The government would continue to demand and put in laws under which OTTs like WhatsApp need to provide the tools to trace the origin of messages. Such provisions would be incorporated in the intermediary guidelines that are currently being formulated.

Though messages on WhatsApp are end-to-end encrypted and cannot be read by WhatsApp, the company can trace the origin of the messages through source code. Source codes are used in mobile phones and e-mail networks to trace messages. While in phone networks it is called call data record, in e-mails it is called internet protocol data record (IPDR).

“Every message, be it via SMS, e-mail, or WhatsApp, has a source code and a destination code, and can be traced via it. This can happen without breaking either the encryption or privacy policy,” a technology expert told the news source.

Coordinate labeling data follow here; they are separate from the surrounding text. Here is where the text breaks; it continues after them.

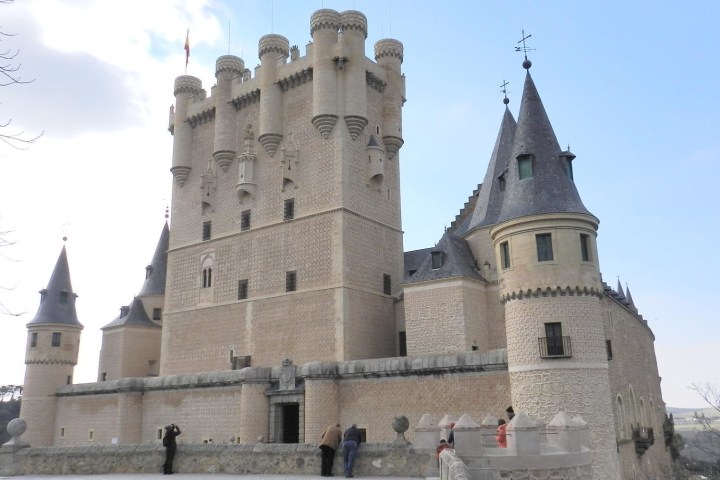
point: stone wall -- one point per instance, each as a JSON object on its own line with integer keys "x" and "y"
{"x": 376, "y": 460}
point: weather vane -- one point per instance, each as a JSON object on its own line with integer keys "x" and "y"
{"x": 504, "y": 90}
{"x": 527, "y": 63}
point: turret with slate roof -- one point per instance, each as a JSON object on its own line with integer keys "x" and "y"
{"x": 51, "y": 352}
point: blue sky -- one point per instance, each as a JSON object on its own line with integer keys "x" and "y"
{"x": 630, "y": 86}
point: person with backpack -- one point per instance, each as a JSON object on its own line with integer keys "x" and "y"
{"x": 171, "y": 431}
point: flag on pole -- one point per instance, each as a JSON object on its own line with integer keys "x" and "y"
{"x": 187, "y": 48}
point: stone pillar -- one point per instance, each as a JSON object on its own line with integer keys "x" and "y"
{"x": 227, "y": 69}
{"x": 186, "y": 87}
{"x": 321, "y": 407}
{"x": 324, "y": 28}
{"x": 353, "y": 25}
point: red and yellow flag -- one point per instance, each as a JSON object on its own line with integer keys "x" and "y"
{"x": 187, "y": 47}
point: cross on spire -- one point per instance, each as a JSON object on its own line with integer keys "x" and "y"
{"x": 527, "y": 63}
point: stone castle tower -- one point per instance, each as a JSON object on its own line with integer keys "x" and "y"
{"x": 286, "y": 196}
{"x": 51, "y": 353}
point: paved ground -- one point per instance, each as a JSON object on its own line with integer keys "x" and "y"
{"x": 188, "y": 476}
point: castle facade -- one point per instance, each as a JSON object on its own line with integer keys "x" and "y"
{"x": 280, "y": 300}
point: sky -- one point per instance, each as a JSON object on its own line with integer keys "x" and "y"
{"x": 631, "y": 87}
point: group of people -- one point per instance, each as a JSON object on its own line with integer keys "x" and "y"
{"x": 500, "y": 435}
{"x": 331, "y": 438}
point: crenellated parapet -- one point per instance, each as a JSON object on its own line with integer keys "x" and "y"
{"x": 186, "y": 87}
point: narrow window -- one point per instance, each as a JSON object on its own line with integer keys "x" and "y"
{"x": 245, "y": 220}
{"x": 242, "y": 289}
{"x": 207, "y": 230}
{"x": 207, "y": 277}
{"x": 544, "y": 247}
{"x": 387, "y": 284}
{"x": 290, "y": 281}
{"x": 289, "y": 209}
{"x": 553, "y": 334}
{"x": 437, "y": 259}
{"x": 524, "y": 166}
{"x": 505, "y": 255}
{"x": 585, "y": 247}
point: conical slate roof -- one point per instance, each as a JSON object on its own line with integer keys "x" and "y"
{"x": 156, "y": 272}
{"x": 457, "y": 261}
{"x": 550, "y": 189}
{"x": 133, "y": 315}
{"x": 57, "y": 304}
{"x": 490, "y": 196}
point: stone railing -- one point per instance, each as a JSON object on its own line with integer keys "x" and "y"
{"x": 559, "y": 448}
{"x": 373, "y": 460}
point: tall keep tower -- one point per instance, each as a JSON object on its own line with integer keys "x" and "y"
{"x": 550, "y": 285}
{"x": 51, "y": 354}
{"x": 286, "y": 237}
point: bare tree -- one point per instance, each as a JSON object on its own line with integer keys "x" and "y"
{"x": 10, "y": 75}
{"x": 708, "y": 440}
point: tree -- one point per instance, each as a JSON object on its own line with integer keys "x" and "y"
{"x": 9, "y": 75}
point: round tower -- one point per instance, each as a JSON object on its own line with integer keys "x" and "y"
{"x": 227, "y": 68}
{"x": 271, "y": 49}
{"x": 185, "y": 87}
{"x": 51, "y": 354}
{"x": 389, "y": 55}
{"x": 353, "y": 25}
{"x": 324, "y": 26}
{"x": 549, "y": 283}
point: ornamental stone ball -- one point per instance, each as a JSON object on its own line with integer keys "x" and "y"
{"x": 401, "y": 424}
{"x": 16, "y": 427}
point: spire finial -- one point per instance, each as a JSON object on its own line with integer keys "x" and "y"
{"x": 526, "y": 63}
{"x": 504, "y": 90}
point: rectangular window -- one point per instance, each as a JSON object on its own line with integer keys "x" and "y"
{"x": 387, "y": 284}
{"x": 585, "y": 247}
{"x": 289, "y": 209}
{"x": 505, "y": 255}
{"x": 245, "y": 220}
{"x": 524, "y": 166}
{"x": 242, "y": 289}
{"x": 544, "y": 246}
{"x": 553, "y": 334}
{"x": 290, "y": 281}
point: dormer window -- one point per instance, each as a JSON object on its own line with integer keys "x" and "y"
{"x": 437, "y": 259}
{"x": 525, "y": 166}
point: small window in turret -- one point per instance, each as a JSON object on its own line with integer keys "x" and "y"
{"x": 525, "y": 166}
{"x": 544, "y": 247}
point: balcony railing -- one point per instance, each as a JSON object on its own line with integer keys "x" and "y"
{"x": 555, "y": 347}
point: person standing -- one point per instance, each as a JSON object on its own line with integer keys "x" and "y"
{"x": 171, "y": 431}
{"x": 351, "y": 441}
{"x": 329, "y": 441}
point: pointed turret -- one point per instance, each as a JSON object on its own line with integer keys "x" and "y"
{"x": 155, "y": 273}
{"x": 57, "y": 301}
{"x": 539, "y": 179}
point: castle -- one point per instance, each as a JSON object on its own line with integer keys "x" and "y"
{"x": 281, "y": 299}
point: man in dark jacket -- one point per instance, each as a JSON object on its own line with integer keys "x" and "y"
{"x": 171, "y": 431}
{"x": 351, "y": 441}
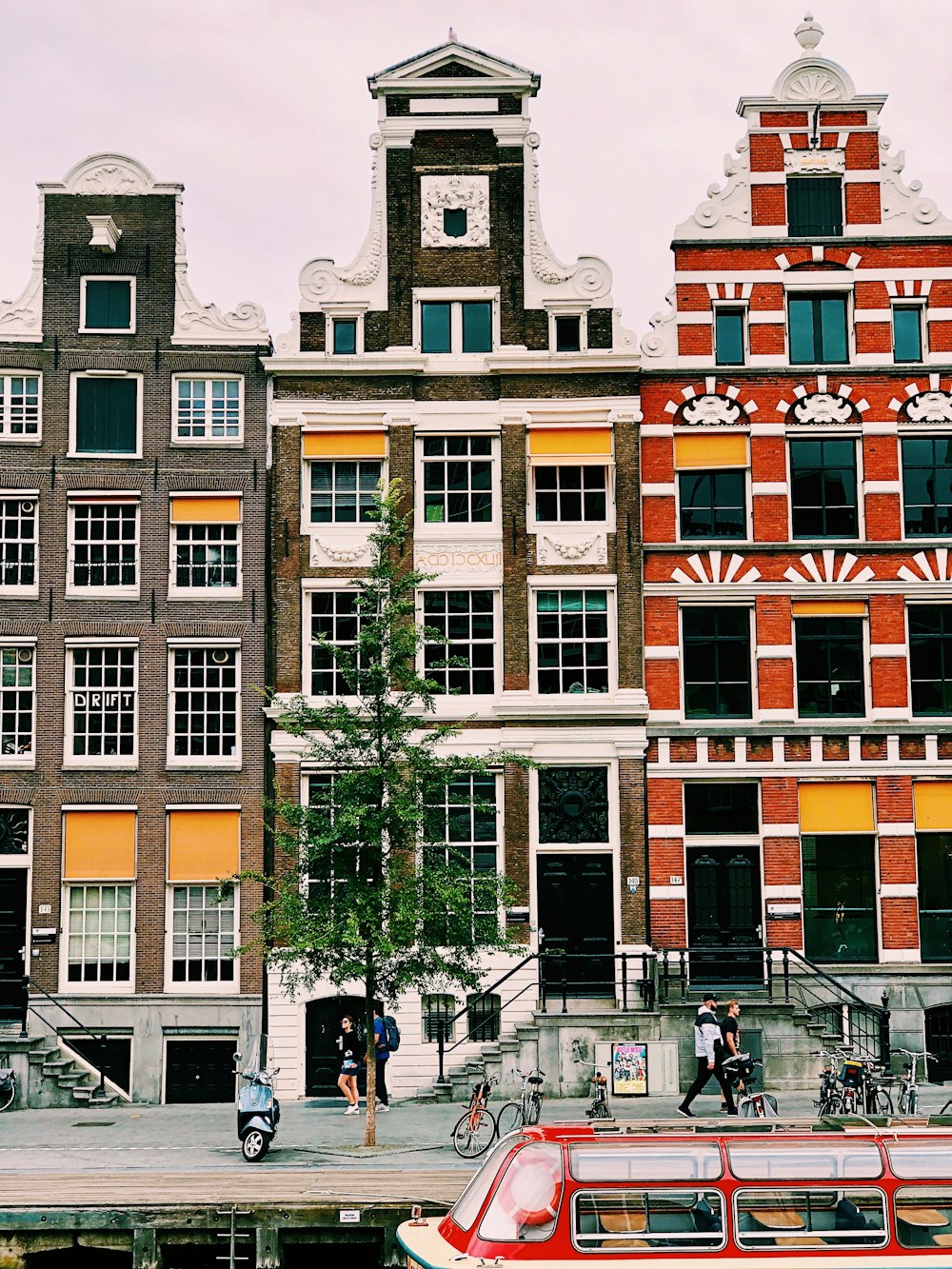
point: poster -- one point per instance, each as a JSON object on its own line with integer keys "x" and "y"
{"x": 630, "y": 1069}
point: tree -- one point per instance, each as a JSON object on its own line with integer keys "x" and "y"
{"x": 369, "y": 883}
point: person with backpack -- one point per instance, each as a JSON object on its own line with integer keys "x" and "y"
{"x": 708, "y": 1051}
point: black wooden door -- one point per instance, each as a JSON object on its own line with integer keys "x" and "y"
{"x": 575, "y": 919}
{"x": 13, "y": 943}
{"x": 724, "y": 915}
{"x": 323, "y": 1056}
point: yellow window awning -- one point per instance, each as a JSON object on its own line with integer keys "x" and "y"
{"x": 933, "y": 806}
{"x": 837, "y": 806}
{"x": 99, "y": 845}
{"x": 204, "y": 845}
{"x": 711, "y": 450}
{"x": 346, "y": 445}
{"x": 206, "y": 509}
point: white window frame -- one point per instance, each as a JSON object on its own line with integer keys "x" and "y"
{"x": 32, "y": 590}
{"x": 455, "y": 297}
{"x": 79, "y": 762}
{"x": 224, "y": 442}
{"x": 581, "y": 582}
{"x": 215, "y": 987}
{"x": 97, "y": 987}
{"x": 224, "y": 593}
{"x": 109, "y": 330}
{"x": 27, "y": 761}
{"x": 105, "y": 454}
{"x": 463, "y": 529}
{"x": 26, "y": 438}
{"x": 231, "y": 762}
{"x": 106, "y": 499}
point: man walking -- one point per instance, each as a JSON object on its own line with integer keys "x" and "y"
{"x": 708, "y": 1052}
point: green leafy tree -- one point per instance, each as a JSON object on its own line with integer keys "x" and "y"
{"x": 368, "y": 884}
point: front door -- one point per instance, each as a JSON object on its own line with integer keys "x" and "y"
{"x": 577, "y": 921}
{"x": 724, "y": 915}
{"x": 13, "y": 944}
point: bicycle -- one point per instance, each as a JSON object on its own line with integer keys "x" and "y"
{"x": 908, "y": 1085}
{"x": 528, "y": 1108}
{"x": 476, "y": 1130}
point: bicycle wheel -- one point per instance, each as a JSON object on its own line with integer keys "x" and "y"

However, for such traceability there needs to be a domestic entity that is bound by local laws mandating how long the data needs to be stored by the company concerned. Currently, there’s no policy on local data storage and for what time period data needs to be stored when it comes to OTTs.

Traceability is required in cases where messages create law and order problem, communal hatred, etc. In such cases the law enforcement agencies need to find out from where a notorious message originated to take appropriate legal steps.

The government is also in the process of formulating an overall data protection law that would lay down specifically what kind of data is to be stored within the country. This exercise would continue and not be impacted in any way by the TRAI recommendations.